Nesses 62 anos que se passaram, Rilda bem pode estar viva ainda. Assim como quem escreveu todas essas notas miúdas, interpretando Drummond, sua escrita, seus versos. Drummond que se foi, que morreu em 17 de agosto de 1987, trinta anos quase precisos depois que esse livro foi comprado por Rilda. Drummond que não imaginou seu livro, com mais de 60 anos, aguardando, como um imortal, um novo leitor passar desprevenido pela banca do Olivar e descobri-lo e carregá-lo numa nova e inesperada jornada de leitura. No Pêndulo de Foucault, de Umberto Eco, li sobre esse ponto fixo, em torno do qual tudo gira. Imaginei esse livro do Drummond como esse ponto, entorno do qual giramos Rilda, eu e tantos que o seguraram nas mãos, fizeram anotações e enveredaram pela noite escura percorrendo suas páginas.
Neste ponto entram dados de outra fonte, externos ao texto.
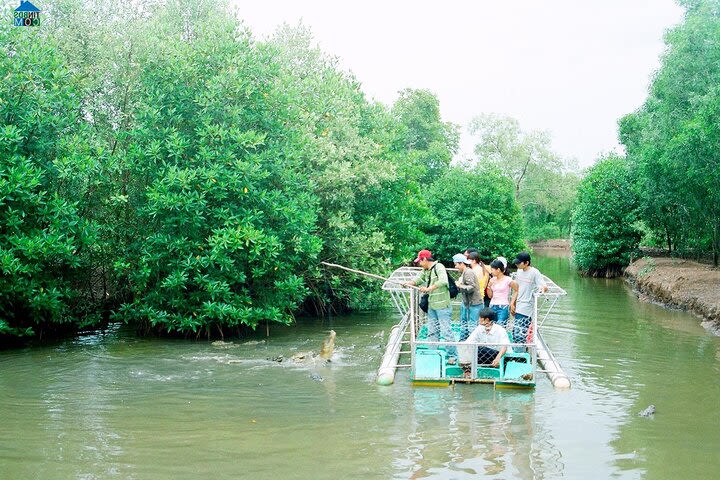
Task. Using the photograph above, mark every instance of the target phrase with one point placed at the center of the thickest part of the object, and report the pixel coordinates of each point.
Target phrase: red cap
(423, 255)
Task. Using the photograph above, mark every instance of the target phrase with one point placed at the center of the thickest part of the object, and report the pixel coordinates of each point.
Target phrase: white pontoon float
(429, 361)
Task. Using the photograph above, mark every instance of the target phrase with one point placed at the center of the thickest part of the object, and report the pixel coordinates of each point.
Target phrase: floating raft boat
(430, 363)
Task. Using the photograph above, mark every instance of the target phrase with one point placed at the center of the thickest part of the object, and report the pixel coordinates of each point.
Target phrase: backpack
(452, 288)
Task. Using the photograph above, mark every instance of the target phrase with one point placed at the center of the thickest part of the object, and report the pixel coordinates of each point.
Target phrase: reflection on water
(113, 406)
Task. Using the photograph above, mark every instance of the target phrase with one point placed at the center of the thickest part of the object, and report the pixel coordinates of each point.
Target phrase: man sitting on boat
(490, 333)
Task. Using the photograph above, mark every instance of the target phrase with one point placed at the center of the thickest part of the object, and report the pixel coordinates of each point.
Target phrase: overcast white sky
(570, 67)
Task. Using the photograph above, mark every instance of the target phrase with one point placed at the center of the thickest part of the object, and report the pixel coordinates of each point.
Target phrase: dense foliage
(45, 241)
(673, 140)
(543, 184)
(160, 166)
(474, 209)
(604, 234)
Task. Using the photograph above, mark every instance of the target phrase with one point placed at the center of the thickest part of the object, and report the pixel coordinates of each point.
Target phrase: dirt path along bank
(680, 283)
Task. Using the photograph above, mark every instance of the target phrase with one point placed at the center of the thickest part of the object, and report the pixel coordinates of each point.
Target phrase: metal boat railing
(406, 300)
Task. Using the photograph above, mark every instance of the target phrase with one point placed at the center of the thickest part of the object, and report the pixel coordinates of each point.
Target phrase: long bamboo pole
(334, 265)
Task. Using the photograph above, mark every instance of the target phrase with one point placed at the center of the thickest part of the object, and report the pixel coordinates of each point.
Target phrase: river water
(109, 405)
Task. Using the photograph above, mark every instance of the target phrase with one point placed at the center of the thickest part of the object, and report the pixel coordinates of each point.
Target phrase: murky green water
(114, 406)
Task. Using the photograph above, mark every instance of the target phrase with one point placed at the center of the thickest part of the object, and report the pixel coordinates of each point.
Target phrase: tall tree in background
(473, 208)
(429, 142)
(604, 231)
(46, 162)
(673, 141)
(542, 183)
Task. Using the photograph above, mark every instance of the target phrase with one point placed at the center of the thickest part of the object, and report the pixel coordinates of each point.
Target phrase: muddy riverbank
(680, 284)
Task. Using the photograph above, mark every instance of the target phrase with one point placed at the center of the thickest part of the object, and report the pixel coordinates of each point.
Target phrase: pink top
(501, 291)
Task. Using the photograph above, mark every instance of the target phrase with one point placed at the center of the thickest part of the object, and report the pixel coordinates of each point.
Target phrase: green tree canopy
(473, 209)
(604, 235)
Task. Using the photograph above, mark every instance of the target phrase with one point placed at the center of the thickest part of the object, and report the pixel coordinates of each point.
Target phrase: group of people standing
(489, 297)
Eu sabia que a Terra estava rodando, e eu com ela, e Saint-Martindes-Champs e Paris inteira comigo, e juntos rodávamos sob o Pêndulo que na realidade não mudava jamais a direção do próprio plano, porque lá em cima, de onde pendia, e ao longo do infinito prolongamento ideal do fio, para o alto em direção às mais remotas galáxias estava, imóvel por toda a eternidade, o Ponto Fixo.

A Terra girava, mas o lugar onde o fio estava ancorado era o único ponto fixo do universo.
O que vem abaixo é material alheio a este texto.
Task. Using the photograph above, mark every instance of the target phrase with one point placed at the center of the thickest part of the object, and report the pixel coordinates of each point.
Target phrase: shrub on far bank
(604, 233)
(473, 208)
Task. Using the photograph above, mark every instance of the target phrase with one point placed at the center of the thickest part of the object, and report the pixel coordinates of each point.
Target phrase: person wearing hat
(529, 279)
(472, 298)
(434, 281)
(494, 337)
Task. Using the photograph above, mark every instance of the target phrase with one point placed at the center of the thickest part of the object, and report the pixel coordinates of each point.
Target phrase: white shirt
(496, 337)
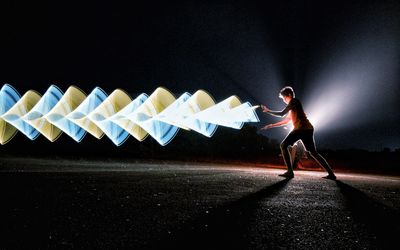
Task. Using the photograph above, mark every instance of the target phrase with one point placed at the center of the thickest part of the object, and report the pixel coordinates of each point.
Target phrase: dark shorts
(305, 135)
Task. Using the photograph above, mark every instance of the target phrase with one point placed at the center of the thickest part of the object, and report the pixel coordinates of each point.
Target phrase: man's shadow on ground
(223, 227)
(381, 220)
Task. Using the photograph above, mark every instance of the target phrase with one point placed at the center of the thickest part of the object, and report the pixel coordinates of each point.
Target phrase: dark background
(246, 48)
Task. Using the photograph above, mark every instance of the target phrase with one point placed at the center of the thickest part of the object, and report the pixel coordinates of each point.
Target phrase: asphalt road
(58, 204)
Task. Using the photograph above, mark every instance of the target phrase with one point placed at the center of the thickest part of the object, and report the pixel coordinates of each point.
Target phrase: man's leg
(309, 143)
(288, 141)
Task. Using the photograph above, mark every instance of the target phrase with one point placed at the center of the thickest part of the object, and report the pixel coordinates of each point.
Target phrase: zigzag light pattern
(117, 116)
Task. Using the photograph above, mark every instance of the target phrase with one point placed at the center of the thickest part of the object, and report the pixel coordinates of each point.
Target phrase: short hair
(286, 91)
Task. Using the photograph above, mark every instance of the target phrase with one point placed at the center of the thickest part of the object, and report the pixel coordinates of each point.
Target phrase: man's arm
(281, 123)
(278, 113)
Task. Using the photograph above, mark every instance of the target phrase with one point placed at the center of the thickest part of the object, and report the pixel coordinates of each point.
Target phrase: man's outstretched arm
(284, 122)
(277, 113)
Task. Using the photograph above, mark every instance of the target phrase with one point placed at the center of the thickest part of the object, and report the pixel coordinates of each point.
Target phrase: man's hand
(265, 109)
(267, 127)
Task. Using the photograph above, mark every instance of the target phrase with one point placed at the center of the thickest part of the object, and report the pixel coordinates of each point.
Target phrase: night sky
(342, 58)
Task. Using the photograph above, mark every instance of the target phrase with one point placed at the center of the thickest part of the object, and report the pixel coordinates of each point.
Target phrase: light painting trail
(117, 116)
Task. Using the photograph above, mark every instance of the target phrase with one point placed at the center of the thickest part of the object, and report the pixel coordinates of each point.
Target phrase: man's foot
(287, 174)
(330, 177)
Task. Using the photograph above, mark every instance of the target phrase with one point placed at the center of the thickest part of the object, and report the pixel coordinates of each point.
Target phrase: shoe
(330, 177)
(287, 174)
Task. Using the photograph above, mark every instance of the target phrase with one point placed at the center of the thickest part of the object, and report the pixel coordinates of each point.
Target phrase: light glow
(116, 116)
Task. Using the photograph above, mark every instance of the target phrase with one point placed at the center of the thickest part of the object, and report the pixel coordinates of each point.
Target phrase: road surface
(64, 204)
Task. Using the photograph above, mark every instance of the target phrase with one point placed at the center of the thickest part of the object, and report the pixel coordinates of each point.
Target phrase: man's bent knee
(284, 146)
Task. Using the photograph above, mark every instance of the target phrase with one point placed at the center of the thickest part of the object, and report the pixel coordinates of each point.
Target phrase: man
(303, 130)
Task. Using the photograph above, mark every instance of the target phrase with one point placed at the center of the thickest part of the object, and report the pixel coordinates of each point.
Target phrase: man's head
(286, 94)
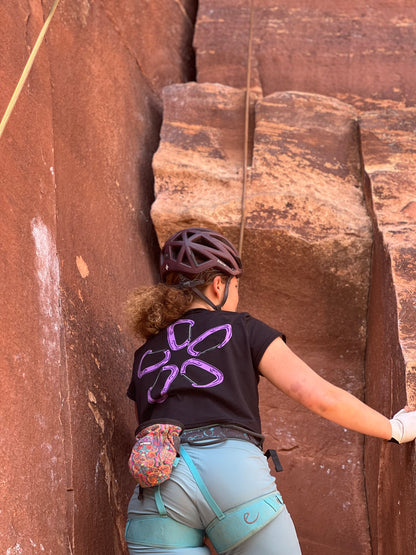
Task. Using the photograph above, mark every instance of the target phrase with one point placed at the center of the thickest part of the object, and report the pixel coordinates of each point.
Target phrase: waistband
(209, 435)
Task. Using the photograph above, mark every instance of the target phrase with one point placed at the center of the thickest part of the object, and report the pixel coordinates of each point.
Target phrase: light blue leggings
(234, 472)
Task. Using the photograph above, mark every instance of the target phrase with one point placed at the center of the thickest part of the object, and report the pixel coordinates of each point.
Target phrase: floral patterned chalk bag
(153, 455)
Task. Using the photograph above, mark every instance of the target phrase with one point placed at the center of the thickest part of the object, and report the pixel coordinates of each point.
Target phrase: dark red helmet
(195, 249)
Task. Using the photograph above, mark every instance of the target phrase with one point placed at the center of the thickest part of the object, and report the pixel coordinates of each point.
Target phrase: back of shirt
(202, 370)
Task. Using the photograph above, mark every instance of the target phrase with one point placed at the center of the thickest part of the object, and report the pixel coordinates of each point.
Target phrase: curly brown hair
(150, 309)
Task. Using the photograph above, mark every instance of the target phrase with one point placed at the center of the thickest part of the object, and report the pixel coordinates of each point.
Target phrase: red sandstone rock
(76, 189)
(388, 144)
(347, 49)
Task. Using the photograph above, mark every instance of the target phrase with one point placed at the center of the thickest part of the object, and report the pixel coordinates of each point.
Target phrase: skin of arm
(285, 370)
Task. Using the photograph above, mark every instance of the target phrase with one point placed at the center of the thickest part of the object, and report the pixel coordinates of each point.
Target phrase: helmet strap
(208, 301)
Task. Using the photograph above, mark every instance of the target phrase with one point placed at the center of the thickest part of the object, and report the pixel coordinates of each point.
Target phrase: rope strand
(26, 70)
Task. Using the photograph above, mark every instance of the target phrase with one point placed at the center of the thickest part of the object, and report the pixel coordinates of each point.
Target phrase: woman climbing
(195, 384)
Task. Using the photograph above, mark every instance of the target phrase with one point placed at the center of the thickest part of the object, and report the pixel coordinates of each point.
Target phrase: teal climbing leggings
(234, 472)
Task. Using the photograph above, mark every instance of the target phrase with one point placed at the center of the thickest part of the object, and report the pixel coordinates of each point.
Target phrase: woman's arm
(294, 377)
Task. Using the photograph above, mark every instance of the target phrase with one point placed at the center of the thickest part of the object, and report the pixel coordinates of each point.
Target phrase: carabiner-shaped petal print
(147, 369)
(174, 370)
(205, 367)
(228, 334)
(171, 335)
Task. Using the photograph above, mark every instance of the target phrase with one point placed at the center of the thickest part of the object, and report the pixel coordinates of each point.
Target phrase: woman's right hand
(403, 425)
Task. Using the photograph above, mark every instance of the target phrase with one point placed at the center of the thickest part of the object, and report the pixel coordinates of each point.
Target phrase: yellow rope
(246, 131)
(27, 69)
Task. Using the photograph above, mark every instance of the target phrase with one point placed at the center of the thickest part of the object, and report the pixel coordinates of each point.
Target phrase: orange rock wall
(76, 188)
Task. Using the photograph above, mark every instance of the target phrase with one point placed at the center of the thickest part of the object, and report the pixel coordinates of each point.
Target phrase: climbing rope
(27, 69)
(246, 130)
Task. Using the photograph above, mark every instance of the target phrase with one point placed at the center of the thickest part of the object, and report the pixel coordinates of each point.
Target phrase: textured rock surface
(76, 189)
(306, 254)
(389, 154)
(347, 49)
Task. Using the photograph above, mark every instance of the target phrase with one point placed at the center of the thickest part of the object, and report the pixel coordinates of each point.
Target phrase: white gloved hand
(403, 426)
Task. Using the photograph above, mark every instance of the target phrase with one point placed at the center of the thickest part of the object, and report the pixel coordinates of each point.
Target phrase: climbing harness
(227, 530)
(246, 130)
(26, 69)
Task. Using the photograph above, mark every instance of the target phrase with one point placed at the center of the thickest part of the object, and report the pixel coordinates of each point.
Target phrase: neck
(199, 304)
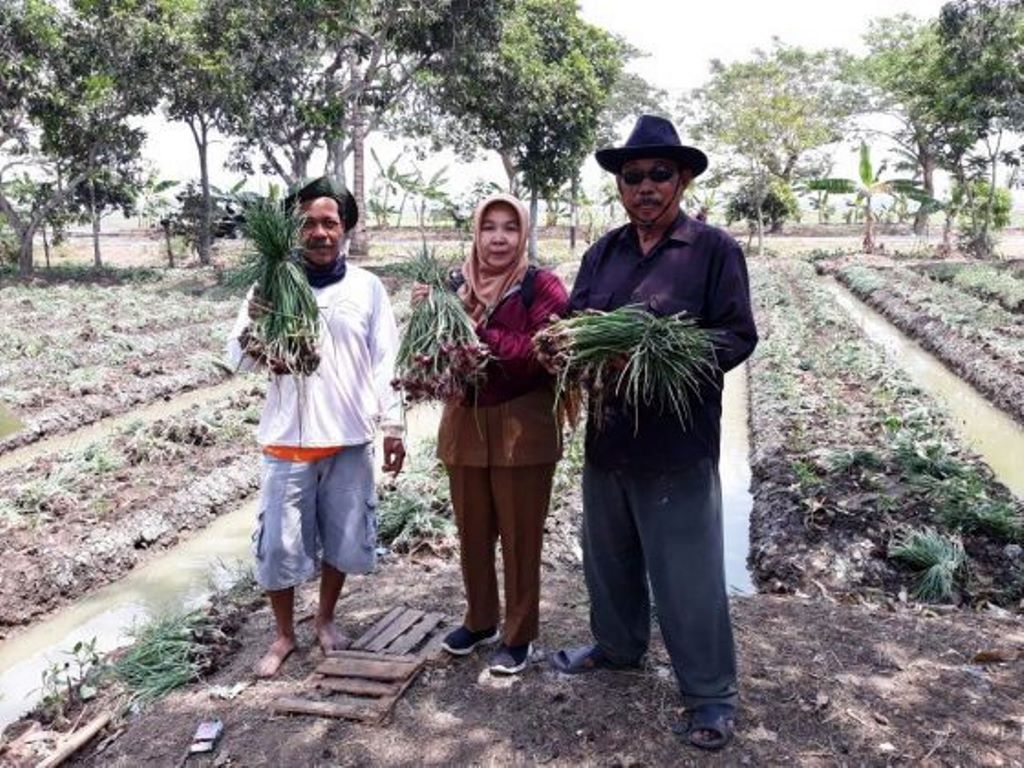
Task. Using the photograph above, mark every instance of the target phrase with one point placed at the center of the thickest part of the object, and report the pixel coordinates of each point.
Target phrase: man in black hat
(317, 496)
(652, 503)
O Pêndulo de Foucault, de Umberto Eco



Carrego por aí meu Kindle, sabendo que preciso mantê-lo carregado ou não terei livros. torcendo para a Amazon não mudar de ideia e fazer como a Microsoft. Talvez em 60 anos meu Kindle esteja largado numa feira de troca-toca, sem função, como curiosidade de uma certa época, de uma certa indústria, que prosperou e sucumbiu, como quase tudo na vida. É bem possível que algum curioso que o pega nas mãos não consiga relacioná-lo à ideia de livros ou leitura. Talvez na mesma feira, na banca de um futuro Olivar, possa ser encontrado meu livro com 50 poemas de Drummond, carregando o nome de Rilda, a data de 9 de agosto de 1957, as anotações do desconhecido ou desconhecida que vasculhou os poemas, talvez com uma pequena anotação minha para o futuro… quem sabe alguém nesse mundo incerto e adivinhado, possa folhear as suas páginas frágeis e amarelas e nele decifre uma vontade de sobreviver a tudo e a todos nós.